"Может быть, я Вас не понял..."
Шрифт:
Я Вас крепко целую и, как всегда, желаю Вам счастья.
Ваш И. Д.
10/IV—51 г.
Дорогой Исаак Осипович!
Продолжаю письмо после большого перерыва, который объясню Вам позже.
Как странно, что последнее письмо от Вас написано в тот же день, когда начинала свое письмо и я!
Не могу Вам передать, как я возмущена поступками тех людишек, которые стремятся причинить Вам зло. Но они мне очень напоминают ту крыловскую моську, которая лаяла на слона. И, главное, с тем же успехом. (...)

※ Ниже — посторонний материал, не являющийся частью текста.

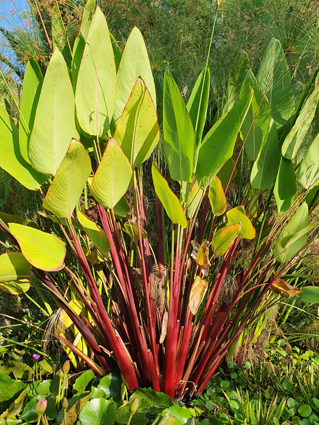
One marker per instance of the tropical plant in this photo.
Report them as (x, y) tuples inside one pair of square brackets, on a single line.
[(168, 324)]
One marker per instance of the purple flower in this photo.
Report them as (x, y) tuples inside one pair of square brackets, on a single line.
[(36, 357)]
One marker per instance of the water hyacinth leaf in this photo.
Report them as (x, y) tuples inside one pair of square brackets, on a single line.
[(310, 294), (274, 77), (256, 123), (42, 250), (218, 144), (13, 266), (137, 132), (69, 181), (113, 176), (281, 287), (217, 197), (198, 102), (95, 233), (168, 199), (197, 294), (285, 186), (11, 159), (134, 64), (32, 84), (132, 230), (238, 215), (308, 171), (96, 87), (179, 135), (298, 132), (298, 222), (265, 168), (54, 124), (223, 239)]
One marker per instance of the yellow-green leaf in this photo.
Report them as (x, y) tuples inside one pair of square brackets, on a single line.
[(42, 250)]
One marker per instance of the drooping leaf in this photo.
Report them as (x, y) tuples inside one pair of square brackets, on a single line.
[(198, 102), (218, 144), (238, 215), (256, 123), (285, 186), (113, 176), (11, 159), (265, 168), (308, 171), (224, 237), (42, 250), (168, 199), (197, 294), (298, 221), (54, 124), (298, 132), (69, 181), (96, 87), (13, 266), (134, 64), (137, 132), (275, 79), (32, 84), (95, 233), (179, 135), (217, 197)]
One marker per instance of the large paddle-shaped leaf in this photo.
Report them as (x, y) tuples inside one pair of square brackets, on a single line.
[(218, 144), (32, 84), (298, 132), (137, 132), (69, 181), (168, 199), (43, 250), (96, 86), (113, 177), (11, 159), (54, 124), (134, 64), (179, 135), (275, 79)]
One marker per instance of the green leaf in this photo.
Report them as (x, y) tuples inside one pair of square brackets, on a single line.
[(69, 181), (179, 135), (275, 79), (134, 64), (43, 250), (224, 237), (198, 102), (54, 124), (256, 123), (137, 132), (265, 168), (310, 294), (111, 384), (32, 83), (11, 159), (168, 199), (98, 412), (298, 132), (285, 186), (217, 197), (96, 87), (308, 171), (13, 266), (238, 215), (95, 233), (113, 176), (218, 144), (298, 221)]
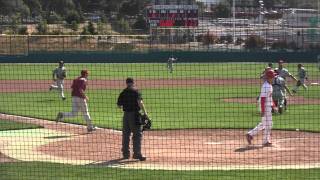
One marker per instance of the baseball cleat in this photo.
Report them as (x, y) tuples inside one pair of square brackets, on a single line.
[(141, 158), (126, 156), (59, 117), (249, 138)]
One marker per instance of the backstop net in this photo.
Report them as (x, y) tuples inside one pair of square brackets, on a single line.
[(66, 117)]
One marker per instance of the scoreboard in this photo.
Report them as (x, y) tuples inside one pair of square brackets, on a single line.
[(172, 15)]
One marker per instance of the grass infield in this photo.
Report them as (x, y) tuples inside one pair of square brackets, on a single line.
[(204, 108), (168, 107), (6, 125), (146, 70), (35, 171)]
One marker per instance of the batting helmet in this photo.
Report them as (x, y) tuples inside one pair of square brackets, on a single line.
[(146, 122), (84, 72), (270, 74), (129, 80)]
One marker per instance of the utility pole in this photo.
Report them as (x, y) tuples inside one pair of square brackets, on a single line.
[(234, 20), (261, 11)]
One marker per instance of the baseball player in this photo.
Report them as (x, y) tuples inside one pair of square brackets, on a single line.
[(130, 101), (284, 73), (269, 66), (170, 63), (58, 76), (279, 91), (262, 77), (302, 75), (266, 107), (79, 101)]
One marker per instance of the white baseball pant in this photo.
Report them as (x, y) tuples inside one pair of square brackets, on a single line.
[(79, 104), (59, 86), (266, 125)]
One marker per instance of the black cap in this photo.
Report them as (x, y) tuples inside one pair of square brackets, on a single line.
[(129, 80)]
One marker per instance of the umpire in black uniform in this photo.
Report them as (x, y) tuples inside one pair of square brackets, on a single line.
[(130, 100)]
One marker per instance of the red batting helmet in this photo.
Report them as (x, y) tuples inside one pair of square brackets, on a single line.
[(270, 74)]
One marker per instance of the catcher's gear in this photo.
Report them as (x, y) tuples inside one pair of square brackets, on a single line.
[(299, 83), (269, 74), (145, 122)]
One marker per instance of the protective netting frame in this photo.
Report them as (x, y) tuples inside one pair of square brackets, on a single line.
[(202, 81)]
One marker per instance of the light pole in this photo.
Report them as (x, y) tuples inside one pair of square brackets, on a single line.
[(261, 11), (234, 20)]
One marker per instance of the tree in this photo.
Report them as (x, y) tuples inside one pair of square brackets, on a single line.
[(91, 28), (72, 16), (140, 23), (53, 18), (34, 6), (222, 11), (74, 26), (42, 27)]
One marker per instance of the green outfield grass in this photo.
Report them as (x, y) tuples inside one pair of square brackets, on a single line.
[(145, 70), (39, 171), (169, 108), (6, 125)]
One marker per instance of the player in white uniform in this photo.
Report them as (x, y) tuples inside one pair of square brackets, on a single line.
[(58, 76), (302, 75), (266, 107), (170, 63), (284, 73), (279, 91)]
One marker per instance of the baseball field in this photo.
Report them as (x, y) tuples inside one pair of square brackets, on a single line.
[(200, 114)]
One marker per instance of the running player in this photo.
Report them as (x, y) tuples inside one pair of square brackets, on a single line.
[(58, 76), (266, 107), (302, 75), (79, 101), (170, 63), (284, 73)]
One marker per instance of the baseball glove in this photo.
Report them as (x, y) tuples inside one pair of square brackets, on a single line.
[(146, 122)]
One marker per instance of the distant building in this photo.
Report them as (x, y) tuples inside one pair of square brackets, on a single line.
[(294, 17), (172, 2)]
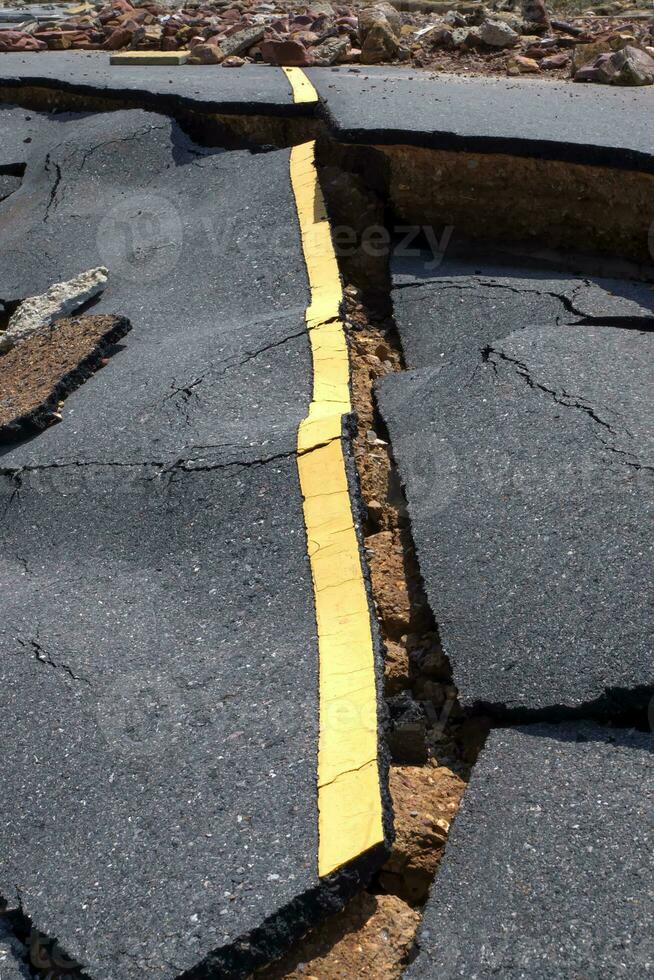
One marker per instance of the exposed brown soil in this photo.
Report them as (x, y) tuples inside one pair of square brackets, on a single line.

Мне не пришлось прочесть этой грязной статейки, так как наш завод не выписывает этой газеты. А жаль: я написала бы в газету, что я думаю о таких людях и о тех, кто пропускает подобные статьи. А Вам не надо так переживать это происшествие — новое присуждение Вам Сталинской премии (в который раз?) говорит достаточно
Не подумайте, что это пристрастное мнение, нет, я просто считаю, что у меня неплохой вкус. Я радуюсь Вашим успехам и горжусь ими, Вами и нашей необычной дружбой. Эта дружба делает меня лучше, так как я не могу обмануть Ваше доверие. Я даже не могу решить, кто прекраснее: Дунаевский-музыкант или Дунаевский-человек. Вернее — оба. Не улыбайтесь, это не ослепление, которое помешало бы мне увидеть некоторые Ваши слабости. Но мне до сих пор удивительно то, что Судьба свела наши дороги вместе и что Вы стали так близки и дороги мне. Понимаете ли Вы это, чувствуете ли всю глубину этого? Мне не хочется бросаться словами, но мне кажется, что я могла бы пожертвовать для Вас жизнью. И если бы больше существовало на земле таких отношений — мир во многом бы выиграл.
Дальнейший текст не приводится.